Is there a different way to make sure that the priors sum to 1.0 with a higher tolerance, or is there some (to me not-)obvious reason this doesn't work?
Edit: labels
is a numpy array with containing the whole data set's labels represented as integers, X and y are a batch of the full data set.
y
and labels
both have at least 100 examples from each class.
Upvotes: 0
Views: 217
Reputation: 23647
My first intuition was that something is wrong with the data. However, it looks like the partial_fit
function does not even look at the data before raising that error. In particular, the implementation looks like this:
# Check that the sum is 1
if priors.sum() != 1.0:
raise ValueError('The sum of the priors should be 1.')
They compare the sum of the priors exactly to 1.0, which is numerically not very robust.
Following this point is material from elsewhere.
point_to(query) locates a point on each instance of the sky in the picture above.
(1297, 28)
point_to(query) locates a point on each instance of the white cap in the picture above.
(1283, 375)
If you have an unlucky combination of values the normalized priors may not sum precisiely to 1.0
. Consider this:
priors = np.array([1, 2, 3, 4, 5, 6], dtype=float)
priors /= priors.sum()
print(priors.sum() == 1.0) # False
Such a situation will make the check fail. Let's try to fix this:
priors[0] = 1.0 - priors[1:].sum()
print(priors.sum() == 1.0) # True
Upvotes: 1